SABINA — A neighborhood revitalization grant is among the priority items set by village officials, along with exploring the pros and cons of a mayor’s court and looking into the possibility of a taxi service.
After his election last November, Sabina Mayor Dean Hawk asked village council and staff for ideas of things that would improve Sabina.
“Over the next two months I received nearly 70 suggestions, of which many were focused on improving the downtown area and getting more businesses or more jobs for our people,” said Hawk.
In applying for a Community Development Block Grant (CDBG) neighborhood revitalization grant, the village can make use of an income survey conducted more than a year ago that established the income levels in Sabina.
If awarded, the grant would enable more clearing-out work to be done on a creek in town. Additionally, the grant might help acquire an elevator for the municipal building, “and several other projects that are helpful to the residents of Sabina,” stated Hawk.
This grant must be applied for by June 2016.
If a mayor’s court were created, a possible advantage to residents could be the assessment of lower court costs for them to pay, Hawk said after Thursday’s meeting of village council.
The idea for a transportation or taxi service could perhaps be combined with a delivery service, according to a printout of the goals.
A few of the other ideas are: Find a volunteer the village can have trained to write and acquire grants; drill a new well; research acquiring sponsors for the community pool to augment the Sabina 2000 organization; support Jesse Littleton’s drug education and intervention program; and investigate expanding the police department to cover Richland Township.
“Some items on this list will be a surprise to nearly everyone,” the mayor said. “Many of these items will be investigated to determine if we have the need, desire and resources to accomplish them before we move forward.”
Another suggestion Hawk received is to start promoting the bike trial that’s currently under construction, and to “research feasibility of advertising boards being placed in key locations and at the municipal building to welcome bike trail travelers to Sabina.”
In other news, council on Thursday approved Hawk’s recommendation to combine some functions of council’s existing subcommittees, an act that trims the number of committees from eight to five — despite the addition of a new committee.
The newly created committee is a Development Committee, chaired by new council member Jim Mongold, with Peggy Sloan and Mike Walls as the other members.

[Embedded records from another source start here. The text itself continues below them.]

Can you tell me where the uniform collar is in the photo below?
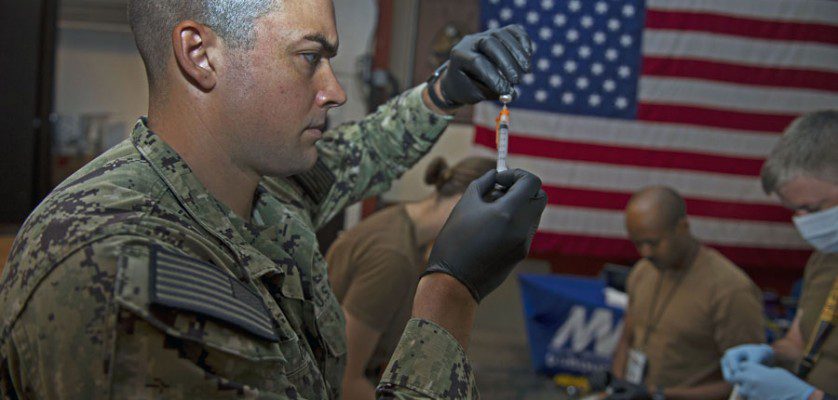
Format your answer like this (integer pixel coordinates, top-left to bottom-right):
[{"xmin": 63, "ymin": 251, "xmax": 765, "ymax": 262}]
[{"xmin": 131, "ymin": 118, "xmax": 250, "ymax": 248}]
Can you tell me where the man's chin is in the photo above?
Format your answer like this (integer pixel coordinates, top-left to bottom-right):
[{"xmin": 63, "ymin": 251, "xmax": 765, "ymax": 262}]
[
  {"xmin": 300, "ymin": 151, "xmax": 320, "ymax": 172},
  {"xmin": 265, "ymin": 150, "xmax": 319, "ymax": 178}
]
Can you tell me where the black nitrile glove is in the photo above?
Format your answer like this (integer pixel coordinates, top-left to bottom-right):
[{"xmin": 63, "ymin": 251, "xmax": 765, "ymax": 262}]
[
  {"xmin": 423, "ymin": 169, "xmax": 547, "ymax": 302},
  {"xmin": 606, "ymin": 379, "xmax": 652, "ymax": 400},
  {"xmin": 439, "ymin": 24, "xmax": 534, "ymax": 106},
  {"xmin": 589, "ymin": 371, "xmax": 615, "ymax": 392}
]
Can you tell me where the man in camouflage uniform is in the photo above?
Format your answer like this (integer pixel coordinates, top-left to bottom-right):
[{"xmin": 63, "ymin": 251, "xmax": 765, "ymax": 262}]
[{"xmin": 0, "ymin": 0, "xmax": 545, "ymax": 399}]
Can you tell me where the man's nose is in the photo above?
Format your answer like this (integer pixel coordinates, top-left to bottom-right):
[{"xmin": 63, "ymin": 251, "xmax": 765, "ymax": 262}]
[{"xmin": 316, "ymin": 62, "xmax": 347, "ymax": 109}]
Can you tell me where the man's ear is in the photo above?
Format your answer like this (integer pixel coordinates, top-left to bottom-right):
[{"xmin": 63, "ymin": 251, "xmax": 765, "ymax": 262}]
[{"xmin": 171, "ymin": 20, "xmax": 218, "ymax": 91}]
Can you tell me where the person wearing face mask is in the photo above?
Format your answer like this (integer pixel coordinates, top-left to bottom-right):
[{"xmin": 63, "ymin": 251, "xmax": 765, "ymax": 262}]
[
  {"xmin": 609, "ymin": 186, "xmax": 765, "ymax": 400},
  {"xmin": 722, "ymin": 110, "xmax": 838, "ymax": 400}
]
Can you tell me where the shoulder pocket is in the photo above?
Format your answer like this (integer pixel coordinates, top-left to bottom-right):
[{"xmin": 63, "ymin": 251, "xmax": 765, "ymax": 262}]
[
  {"xmin": 147, "ymin": 246, "xmax": 278, "ymax": 341},
  {"xmin": 115, "ymin": 244, "xmax": 288, "ymax": 361}
]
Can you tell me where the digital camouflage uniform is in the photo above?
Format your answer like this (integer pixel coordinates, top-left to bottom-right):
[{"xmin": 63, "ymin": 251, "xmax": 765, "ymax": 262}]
[{"xmin": 0, "ymin": 84, "xmax": 478, "ymax": 399}]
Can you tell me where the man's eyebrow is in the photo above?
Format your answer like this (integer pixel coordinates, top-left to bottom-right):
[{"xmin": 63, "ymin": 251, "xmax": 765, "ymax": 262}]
[{"xmin": 303, "ymin": 34, "xmax": 338, "ymax": 57}]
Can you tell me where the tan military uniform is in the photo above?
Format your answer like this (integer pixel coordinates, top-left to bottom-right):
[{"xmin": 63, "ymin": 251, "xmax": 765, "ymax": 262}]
[
  {"xmin": 626, "ymin": 246, "xmax": 765, "ymax": 389},
  {"xmin": 327, "ymin": 205, "xmax": 424, "ymax": 380},
  {"xmin": 0, "ymin": 85, "xmax": 478, "ymax": 399},
  {"xmin": 797, "ymin": 252, "xmax": 838, "ymax": 395}
]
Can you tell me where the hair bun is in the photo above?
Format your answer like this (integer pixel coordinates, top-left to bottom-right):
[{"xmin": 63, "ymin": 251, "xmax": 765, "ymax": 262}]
[{"xmin": 424, "ymin": 157, "xmax": 450, "ymax": 186}]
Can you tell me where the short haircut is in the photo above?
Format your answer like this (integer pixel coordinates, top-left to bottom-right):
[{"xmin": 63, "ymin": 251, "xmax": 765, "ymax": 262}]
[
  {"xmin": 127, "ymin": 0, "xmax": 278, "ymax": 88},
  {"xmin": 761, "ymin": 110, "xmax": 838, "ymax": 194},
  {"xmin": 628, "ymin": 186, "xmax": 687, "ymax": 230}
]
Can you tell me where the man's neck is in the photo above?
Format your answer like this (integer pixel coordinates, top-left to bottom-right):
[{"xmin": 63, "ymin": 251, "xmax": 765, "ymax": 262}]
[
  {"xmin": 148, "ymin": 97, "xmax": 261, "ymax": 220},
  {"xmin": 673, "ymin": 239, "xmax": 701, "ymax": 272}
]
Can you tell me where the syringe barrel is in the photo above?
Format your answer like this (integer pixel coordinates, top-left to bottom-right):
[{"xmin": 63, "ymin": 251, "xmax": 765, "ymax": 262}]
[
  {"xmin": 497, "ymin": 122, "xmax": 509, "ymax": 172},
  {"xmin": 496, "ymin": 102, "xmax": 511, "ymax": 172}
]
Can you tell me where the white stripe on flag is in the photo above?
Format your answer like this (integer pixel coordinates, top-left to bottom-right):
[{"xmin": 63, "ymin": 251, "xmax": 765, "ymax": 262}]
[
  {"xmin": 638, "ymin": 76, "xmax": 838, "ymax": 114},
  {"xmin": 646, "ymin": 0, "xmax": 838, "ymax": 25},
  {"xmin": 643, "ymin": 30, "xmax": 838, "ymax": 72},
  {"xmin": 471, "ymin": 148, "xmax": 776, "ymax": 205},
  {"xmin": 539, "ymin": 205, "xmax": 808, "ymax": 249},
  {"xmin": 474, "ymin": 103, "xmax": 778, "ymax": 158}
]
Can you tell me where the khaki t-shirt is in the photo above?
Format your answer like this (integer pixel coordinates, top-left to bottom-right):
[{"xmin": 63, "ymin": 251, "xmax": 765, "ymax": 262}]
[
  {"xmin": 797, "ymin": 252, "xmax": 838, "ymax": 395},
  {"xmin": 626, "ymin": 246, "xmax": 765, "ymax": 388},
  {"xmin": 327, "ymin": 205, "xmax": 423, "ymax": 380}
]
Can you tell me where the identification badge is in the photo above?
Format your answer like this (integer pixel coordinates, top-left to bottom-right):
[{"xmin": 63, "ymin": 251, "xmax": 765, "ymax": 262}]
[{"xmin": 625, "ymin": 348, "xmax": 648, "ymax": 384}]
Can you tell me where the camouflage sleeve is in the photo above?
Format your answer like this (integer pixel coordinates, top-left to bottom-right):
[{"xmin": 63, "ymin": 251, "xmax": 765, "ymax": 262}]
[
  {"xmin": 376, "ymin": 319, "xmax": 478, "ymax": 399},
  {"xmin": 1, "ymin": 237, "xmax": 313, "ymax": 399},
  {"xmin": 293, "ymin": 84, "xmax": 453, "ymax": 228},
  {"xmin": 2, "ymin": 240, "xmax": 121, "ymax": 398}
]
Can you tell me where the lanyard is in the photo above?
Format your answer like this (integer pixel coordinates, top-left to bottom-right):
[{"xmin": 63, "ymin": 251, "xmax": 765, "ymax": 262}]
[
  {"xmin": 641, "ymin": 247, "xmax": 698, "ymax": 350},
  {"xmin": 797, "ymin": 277, "xmax": 838, "ymax": 379}
]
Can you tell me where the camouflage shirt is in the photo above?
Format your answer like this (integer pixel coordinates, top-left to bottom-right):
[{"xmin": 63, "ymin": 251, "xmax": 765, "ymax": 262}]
[{"xmin": 0, "ymin": 85, "xmax": 478, "ymax": 399}]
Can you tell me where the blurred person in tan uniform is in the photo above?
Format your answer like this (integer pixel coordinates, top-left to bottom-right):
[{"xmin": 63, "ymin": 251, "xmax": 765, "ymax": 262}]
[
  {"xmin": 328, "ymin": 156, "xmax": 495, "ymax": 400},
  {"xmin": 610, "ymin": 186, "xmax": 765, "ymax": 400},
  {"xmin": 723, "ymin": 110, "xmax": 838, "ymax": 400}
]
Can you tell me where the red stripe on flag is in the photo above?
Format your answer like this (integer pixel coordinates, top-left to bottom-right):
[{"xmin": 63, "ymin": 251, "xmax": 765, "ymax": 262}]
[
  {"xmin": 642, "ymin": 57, "xmax": 838, "ymax": 92},
  {"xmin": 645, "ymin": 9, "xmax": 838, "ymax": 45},
  {"xmin": 542, "ymin": 186, "xmax": 793, "ymax": 223},
  {"xmin": 637, "ymin": 103, "xmax": 797, "ymax": 133},
  {"xmin": 530, "ymin": 232, "xmax": 811, "ymax": 270},
  {"xmin": 474, "ymin": 126, "xmax": 765, "ymax": 176}
]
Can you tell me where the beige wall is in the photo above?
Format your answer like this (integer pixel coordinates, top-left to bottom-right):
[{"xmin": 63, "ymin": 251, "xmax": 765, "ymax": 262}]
[{"xmin": 55, "ymin": 26, "xmax": 148, "ymax": 130}]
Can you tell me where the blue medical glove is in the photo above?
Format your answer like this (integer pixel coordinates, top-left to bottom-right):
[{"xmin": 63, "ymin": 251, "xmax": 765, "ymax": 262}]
[
  {"xmin": 729, "ymin": 362, "xmax": 815, "ymax": 400},
  {"xmin": 721, "ymin": 344, "xmax": 773, "ymax": 380}
]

Village Administrator Rob Dean reported that staff continues to look into the option of residents being able to make online payments for their water and sewer bills.
Village Solicitor Melissa Upthegrove announced she will not seek to renew her contract as the Village’s legal counsel.
Councilwoman Sloan was elected president of the six-person council in a 4-0 vote. She abstained from the voting, and Councilman Dan Osborne had an excused absence.
Council held the first of three readings on an ordinance regulating parking during heavy snowfall (more than two inches) for a section of Howard Street (State Route 729) in the village. It applies to Howard Street from Lewis Avenue on the south to the railroad tracks on the north.
The purpose of the proposed law is to enable state trucks to plow snow without having to go around parked cars. It would require parked vehicles on that portion of Howard Street to not be on the roadway between 2 to 6 a.m. when the snow accumulation is greater than two inches.